Reshape the training and test data sets so that images of size (num_px, num_px, 3) are flattened into single vectors of shape (num_px ∗ num_px ∗ 3, 1).
A trick when you want to flatten a matrix X of shape (a,b,c,d) to a matrix X_flatten of shape (b ∗ c ∗ d, a) is to use:
X_flatten = X.reshape(X.shape[0], -1).T
What I understood from Andrew is to reshape all arrays to X.reshape(-1, 1) so the result is one array with the number of rows and only one column, so why X.reshape(X.shape[0], -1).T??
Please see this thread for a detailed explanation of that reshape command.
Also note just as a general matter that I think you must be misinterpreting what Prof Andrew said if you think all reshape operations end up with column vectors as output.
For me, the part of this that is confusing is the instructions for Exercise 2:
“Reshape the training and test data sets so that images of size (num_px, num_px, 3) are flattened into single vectors of shape (num_px ∗ num_px ∗ 3, 1).”
At first glance, it seems like it wants us to create an array of a truly flat shape (ie enerything in one column). Maybe it could say that each image would be a column like that, such that the full set will end up as a matrix with one column for each example. That is hinted at in the paragraph before the exercise, but that’s easy to miss.

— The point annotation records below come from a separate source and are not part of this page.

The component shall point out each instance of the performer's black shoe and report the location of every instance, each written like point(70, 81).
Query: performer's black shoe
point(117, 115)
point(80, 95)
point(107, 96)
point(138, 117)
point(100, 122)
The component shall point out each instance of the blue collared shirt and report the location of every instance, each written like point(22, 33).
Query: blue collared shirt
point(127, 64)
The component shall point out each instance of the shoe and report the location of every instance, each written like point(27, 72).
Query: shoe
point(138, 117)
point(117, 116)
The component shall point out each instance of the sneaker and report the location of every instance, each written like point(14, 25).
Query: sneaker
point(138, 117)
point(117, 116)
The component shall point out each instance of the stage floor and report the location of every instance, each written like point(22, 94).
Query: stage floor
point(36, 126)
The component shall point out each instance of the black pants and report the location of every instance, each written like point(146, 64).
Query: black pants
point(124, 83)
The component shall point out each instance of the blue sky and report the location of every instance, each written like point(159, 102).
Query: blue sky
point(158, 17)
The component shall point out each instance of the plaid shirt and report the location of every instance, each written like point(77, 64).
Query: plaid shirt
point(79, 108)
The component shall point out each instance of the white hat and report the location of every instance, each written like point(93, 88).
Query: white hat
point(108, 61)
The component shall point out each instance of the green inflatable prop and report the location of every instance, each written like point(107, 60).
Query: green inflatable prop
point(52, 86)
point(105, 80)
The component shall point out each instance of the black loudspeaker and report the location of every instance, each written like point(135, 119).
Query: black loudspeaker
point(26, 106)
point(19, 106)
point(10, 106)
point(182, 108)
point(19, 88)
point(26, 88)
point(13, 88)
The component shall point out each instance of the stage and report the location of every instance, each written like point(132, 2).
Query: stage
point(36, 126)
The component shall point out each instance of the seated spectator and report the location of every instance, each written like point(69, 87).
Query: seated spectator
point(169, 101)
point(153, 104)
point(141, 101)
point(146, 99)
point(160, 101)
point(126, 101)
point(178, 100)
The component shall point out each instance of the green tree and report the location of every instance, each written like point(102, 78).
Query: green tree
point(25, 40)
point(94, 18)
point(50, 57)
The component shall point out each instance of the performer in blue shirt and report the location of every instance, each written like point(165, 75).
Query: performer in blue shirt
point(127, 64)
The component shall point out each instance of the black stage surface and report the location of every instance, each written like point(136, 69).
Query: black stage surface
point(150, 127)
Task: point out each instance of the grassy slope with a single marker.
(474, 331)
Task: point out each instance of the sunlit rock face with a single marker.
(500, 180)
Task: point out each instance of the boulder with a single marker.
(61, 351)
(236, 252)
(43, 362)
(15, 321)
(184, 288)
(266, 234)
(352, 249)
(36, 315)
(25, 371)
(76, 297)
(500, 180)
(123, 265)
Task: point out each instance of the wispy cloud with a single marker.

Yes, that’s what they meant. Note in their sentence that you quoted the phrase “into single vectors”, making it clear they are talking about what happens to each image individually. Did you read the other thread I linked above?
Also note that this thread has been dead for 4 years at this point, so you just got lucky that I “follow” it. In general it’s fine to use the historical information here, but if you really want to guarantee a response it’s better to start a new thread than to reply on that old a thread.